The ex-goalkeeper, Peter Idah, said on Channels Television’s ‘Sunrise Daily’ programme on Monday that it was wrong to have allowed the Governor of the Central Bank of Nigeria, Godwin Emefiele; the Chief Executive Officer of Air Peace, Allen Onyema; and the President of the Nigerian Football Federation, Amaju Pinnick, to address players during halftime.
Barely six hours before the game, the President, Major General Muhammadu Buhari (retd.), made a video call to the team.
The CBN governor had also visited the eagles at halftime where he relayed a message from business tycoon, Femi Otedola, promising them $250,000 (N104m) if they won the cup. Onyema had also promised to give the team N10m for each goal scored.
Idah maintained that when people who are not part of the coaching team are allowed to address players during halftime, promising them cash rewards, the players get distracted.
The retired goalkeeper said the next coach of the Super Eagles must ensure that he is given full authority and does not permit such behaviour.
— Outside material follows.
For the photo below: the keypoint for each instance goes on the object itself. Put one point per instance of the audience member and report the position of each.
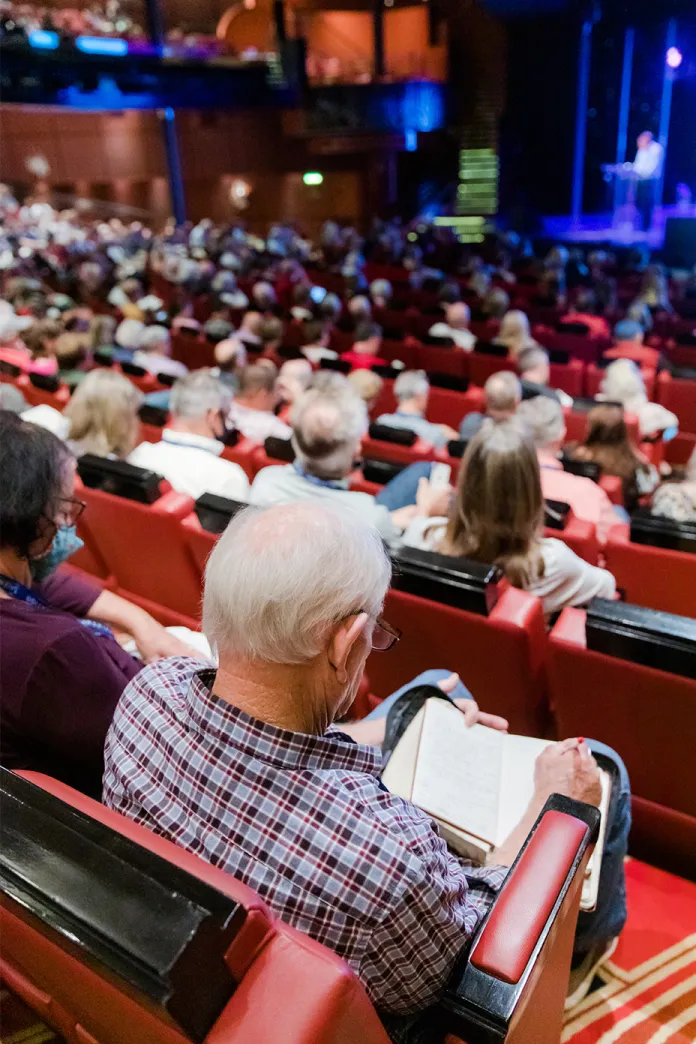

“We can’t have the President of the NFF addressing the players in the second half. That is not his responsibility. We can’t have the CBN governor addressing the players at halftime. That is not his responsibility. We can’t have the owner of Air Peace addressing the players at halftime. What time will the coach have?” Idah asked.
The former Nigeria international said the Super Eagles were overconfident and were already being addressed as champions when the tournament itself was still in the early stages.
He added that the government officials also did not help matters because of the incessant calls to the players.
Idah added, “We had won the gold in the bedroom. We had already started calling ourselves champions when we had not even qualified. I said it the other day that officials would begin to travel to the Super Eagles’ camp to make promises. ‘If you win the cup, this is the money you will get’. I mentioned this before.
“There is a psychology of football. When you go to play football, you start from zero. You don’t go as a winner because you underestimate your opponent. I said this before that in our dressing room, we had officials that were not football coaches going to address the players and I said this over and over again. The mindset of a player is very fickle.
“He has to think of the match 100 per cent. He doesn’t have to think about money; he doesn’t have to think about family problems or women. He has to think about football.”
The ex-goalkeeper said there was a time when government officials interfered to the extent that they demanded that the Super Eagles team reflect federal character.
He said the white coach, however, ignored this order. Idah, therefore, stated that this is the sort of attitude the next coach must have.
“I remember the coach we had in Nigeria. I have worked with the FA in Nigeria. And when we were there, they brought a team list for him and they said you have to put two Hausa, two Yoruba, 4 Igbo and he looked at the list and they said submit a team list.
“And he put two Yoruba, two Hausa, two Igbo and sent the list to the government. When he sent the list, during the match, he changed it. This was a white coach and the officials in the office compared it with their list and started complaining. Everything about Nigeria is wisdom and the next coach must lay down his rules,” Idah said.
The ex-goalkeeper said Austin Eguavoen was qualified to continue as coach but advised him to be firm and make his demands upfront before signing any contract.